Layer 3 (network) endpoints are a special type of endpoint that operates at the IP packet level and forwards all traffic, unmodified, to the operating system networking stack.

You might consider using a layer 3 endpoint if the application or resource you're serving requires UDP support or you need to preserve exact packet boundaries and sizes. However, keep in mind that they have the following limitations:

  • Require additional operating system configuration to handle the unmodified packets.
  • Don't have any built-in application layer features like authentication headers.
  • Only work on Linux.

You can create a layer 3 endpoint on a Linux device by running the tailscale serve command (with the service information) with the --tun flag.

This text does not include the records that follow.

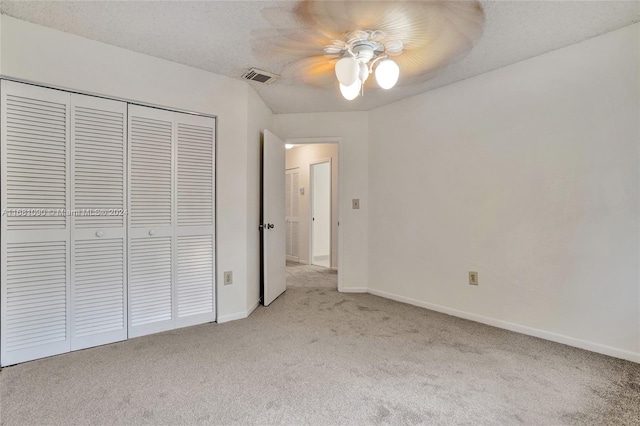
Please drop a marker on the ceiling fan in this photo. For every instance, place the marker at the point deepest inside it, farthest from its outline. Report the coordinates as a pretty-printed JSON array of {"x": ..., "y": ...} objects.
[{"x": 352, "y": 39}]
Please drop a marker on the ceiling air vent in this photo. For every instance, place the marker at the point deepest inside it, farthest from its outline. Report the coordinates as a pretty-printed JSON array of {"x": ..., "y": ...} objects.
[{"x": 260, "y": 76}]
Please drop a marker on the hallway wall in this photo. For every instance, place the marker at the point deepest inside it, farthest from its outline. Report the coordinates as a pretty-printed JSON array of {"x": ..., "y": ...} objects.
[{"x": 302, "y": 157}]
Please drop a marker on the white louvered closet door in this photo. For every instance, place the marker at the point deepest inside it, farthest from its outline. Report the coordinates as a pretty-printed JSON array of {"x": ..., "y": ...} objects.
[
  {"x": 35, "y": 231},
  {"x": 98, "y": 278},
  {"x": 151, "y": 216},
  {"x": 195, "y": 239}
]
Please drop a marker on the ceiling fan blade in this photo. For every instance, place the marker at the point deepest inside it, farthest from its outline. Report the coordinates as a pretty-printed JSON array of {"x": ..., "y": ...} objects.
[
  {"x": 288, "y": 45},
  {"x": 453, "y": 29},
  {"x": 426, "y": 34},
  {"x": 315, "y": 71}
]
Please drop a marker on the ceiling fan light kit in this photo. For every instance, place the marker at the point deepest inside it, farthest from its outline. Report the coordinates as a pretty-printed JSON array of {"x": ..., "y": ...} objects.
[
  {"x": 361, "y": 55},
  {"x": 349, "y": 40}
]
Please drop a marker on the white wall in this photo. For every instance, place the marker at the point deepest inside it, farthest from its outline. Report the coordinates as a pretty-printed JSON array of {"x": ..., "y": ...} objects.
[
  {"x": 260, "y": 118},
  {"x": 301, "y": 157},
  {"x": 51, "y": 57},
  {"x": 352, "y": 128},
  {"x": 529, "y": 175}
]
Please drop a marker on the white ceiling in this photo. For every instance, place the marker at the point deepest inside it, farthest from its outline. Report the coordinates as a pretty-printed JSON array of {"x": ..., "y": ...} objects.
[{"x": 220, "y": 36}]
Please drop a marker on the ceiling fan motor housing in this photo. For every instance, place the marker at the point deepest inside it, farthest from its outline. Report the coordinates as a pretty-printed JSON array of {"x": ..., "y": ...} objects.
[{"x": 365, "y": 50}]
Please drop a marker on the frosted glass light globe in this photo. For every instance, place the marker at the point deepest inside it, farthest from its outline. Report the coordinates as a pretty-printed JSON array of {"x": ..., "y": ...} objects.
[
  {"x": 350, "y": 92},
  {"x": 387, "y": 73},
  {"x": 347, "y": 70}
]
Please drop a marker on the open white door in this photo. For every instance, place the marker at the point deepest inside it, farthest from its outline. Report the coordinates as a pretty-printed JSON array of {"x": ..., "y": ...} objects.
[{"x": 273, "y": 218}]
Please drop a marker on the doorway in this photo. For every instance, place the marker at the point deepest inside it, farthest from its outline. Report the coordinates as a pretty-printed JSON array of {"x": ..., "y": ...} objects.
[
  {"x": 321, "y": 214},
  {"x": 311, "y": 195}
]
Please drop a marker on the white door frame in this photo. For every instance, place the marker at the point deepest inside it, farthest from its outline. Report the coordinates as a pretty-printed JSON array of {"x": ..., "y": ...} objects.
[
  {"x": 338, "y": 141},
  {"x": 311, "y": 219}
]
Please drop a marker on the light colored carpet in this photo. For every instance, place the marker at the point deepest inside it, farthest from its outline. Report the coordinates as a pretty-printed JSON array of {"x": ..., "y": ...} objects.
[
  {"x": 320, "y": 357},
  {"x": 301, "y": 275}
]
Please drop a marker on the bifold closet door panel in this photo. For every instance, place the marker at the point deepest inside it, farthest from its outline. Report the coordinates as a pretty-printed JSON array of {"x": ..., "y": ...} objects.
[
  {"x": 99, "y": 245},
  {"x": 151, "y": 216},
  {"x": 195, "y": 239},
  {"x": 34, "y": 235}
]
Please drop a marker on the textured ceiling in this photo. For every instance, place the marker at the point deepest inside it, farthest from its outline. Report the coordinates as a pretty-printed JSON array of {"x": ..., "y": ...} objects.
[{"x": 221, "y": 37}]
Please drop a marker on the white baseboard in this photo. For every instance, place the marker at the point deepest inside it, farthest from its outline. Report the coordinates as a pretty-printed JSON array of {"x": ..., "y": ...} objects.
[
  {"x": 253, "y": 307},
  {"x": 354, "y": 290},
  {"x": 238, "y": 315},
  {"x": 231, "y": 317},
  {"x": 547, "y": 335}
]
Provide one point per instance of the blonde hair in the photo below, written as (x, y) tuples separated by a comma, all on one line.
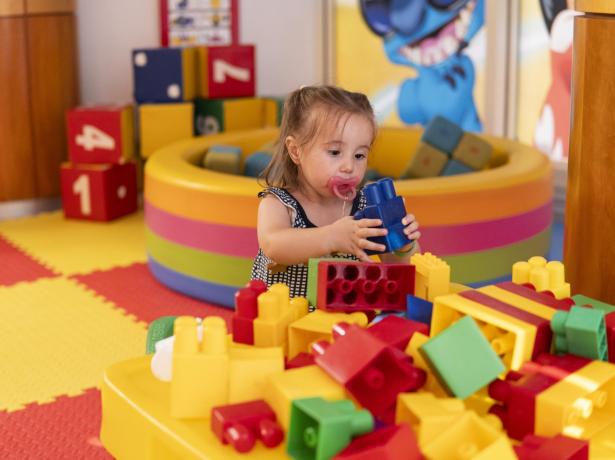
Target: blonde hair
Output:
[(300, 120)]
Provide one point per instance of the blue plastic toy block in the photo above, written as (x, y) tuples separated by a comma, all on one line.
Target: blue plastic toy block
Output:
[(442, 134), (454, 167), (384, 204), (419, 309), (256, 163), (164, 74)]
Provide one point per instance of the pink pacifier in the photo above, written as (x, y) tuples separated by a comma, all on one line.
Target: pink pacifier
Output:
[(345, 189)]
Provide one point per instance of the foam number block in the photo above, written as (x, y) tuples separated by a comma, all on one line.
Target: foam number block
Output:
[(98, 192), (163, 124), (100, 134), (164, 74), (227, 71)]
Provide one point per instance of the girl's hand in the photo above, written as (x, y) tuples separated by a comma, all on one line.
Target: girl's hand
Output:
[(350, 236)]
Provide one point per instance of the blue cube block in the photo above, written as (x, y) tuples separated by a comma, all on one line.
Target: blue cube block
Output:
[(384, 204), (164, 74), (454, 167), (442, 134), (256, 163)]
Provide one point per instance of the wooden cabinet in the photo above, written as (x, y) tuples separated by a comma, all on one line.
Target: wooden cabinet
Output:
[(38, 83)]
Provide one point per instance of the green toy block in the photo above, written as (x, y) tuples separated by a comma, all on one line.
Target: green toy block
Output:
[(473, 151), (582, 300), (462, 358), (159, 329), (580, 331), (319, 429), (426, 162)]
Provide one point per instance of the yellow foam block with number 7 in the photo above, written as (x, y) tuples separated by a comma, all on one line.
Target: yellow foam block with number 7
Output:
[(101, 134)]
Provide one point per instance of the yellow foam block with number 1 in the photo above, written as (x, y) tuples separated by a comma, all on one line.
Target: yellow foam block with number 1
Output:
[(163, 124), (200, 370)]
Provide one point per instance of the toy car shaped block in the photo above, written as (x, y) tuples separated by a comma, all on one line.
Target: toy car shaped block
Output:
[(194, 363), (241, 425), (164, 74), (319, 429), (581, 331), (442, 134), (226, 71), (556, 448), (226, 115), (223, 158), (454, 167), (383, 203), (447, 352), (394, 442), (101, 134), (163, 124), (349, 286), (99, 192), (427, 161), (375, 376), (246, 310), (542, 275)]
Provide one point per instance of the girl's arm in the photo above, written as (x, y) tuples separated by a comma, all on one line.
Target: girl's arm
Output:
[(288, 246)]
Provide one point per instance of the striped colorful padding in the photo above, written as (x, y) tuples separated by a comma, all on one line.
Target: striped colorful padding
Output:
[(201, 235)]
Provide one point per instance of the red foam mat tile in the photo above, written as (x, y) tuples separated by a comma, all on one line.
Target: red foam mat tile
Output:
[(135, 290), (68, 428), (17, 266)]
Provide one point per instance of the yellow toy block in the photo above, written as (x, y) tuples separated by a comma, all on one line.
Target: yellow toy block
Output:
[(433, 276), (200, 370), (275, 312), (303, 382), (431, 383), (543, 275), (317, 325), (249, 369), (511, 338), (163, 124), (470, 437), (580, 405)]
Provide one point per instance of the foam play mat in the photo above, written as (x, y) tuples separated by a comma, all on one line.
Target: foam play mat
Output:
[(75, 298)]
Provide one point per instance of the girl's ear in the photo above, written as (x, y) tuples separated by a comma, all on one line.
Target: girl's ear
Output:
[(292, 148)]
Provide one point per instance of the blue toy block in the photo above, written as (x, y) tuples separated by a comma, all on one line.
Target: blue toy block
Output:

tailscale serve --service=svc:<service-name> --tun

Using the --tun flag creates a layer 3 protocol-agnostic endpoint, which offers more control over the way packets flow to the resource. This type of endpoint forwards all traffic heading to the Tailscale Service to your local device without modifying it. In this mode, you would likely be doing some of your own iptables configuration or something like that to take full control of the packet and make it go to your desired destination.

Service states

This section covers the states of Services in the admin console. In the Services page of the admin console, a Service can be in the following states:

  • Pending approval: The Service has one or more hosts that have been advertised but are awaiting approval from an Admin, Network admin, or Owner.
  • Needs configuration: The host has been defined but has an invalid or missing configuration.
  • Connected: At least one host is actively advertising the Service.
  • Offline: No hosts are currently advertising the Service.
  • Pre-approved: A device has been automatically approved based on an auto-approval policy but is not yet advertising the Service.
  • Draining: The host is in the process of draining, meaning it is no longer accepting new connections but is still handling existing ones.

Limitations

Tailscale Services has the following limitations while in beta:

  • TCP-only protocol support: Services currently only support TCP transport protocol, with UDP unavailable except through layer 3 endpoints on Linux that require additional operating system (OS) level configuration.
  • No outgoing connections: Virtual IP addresses (TailVIPs) assigned to Services can only accept incoming connections, preventing any outgoing connections from being initiated.
  • Linux-only layer 3 endpoints: Layer 3 endpoints that preserve packet boundaries only work on Linux and require additional tool configuration, such as iptables.
  • Text and file endpoints: The Service configuration file method does not support text: or file: destinations. These are only available when using the tailscale serve CLI command.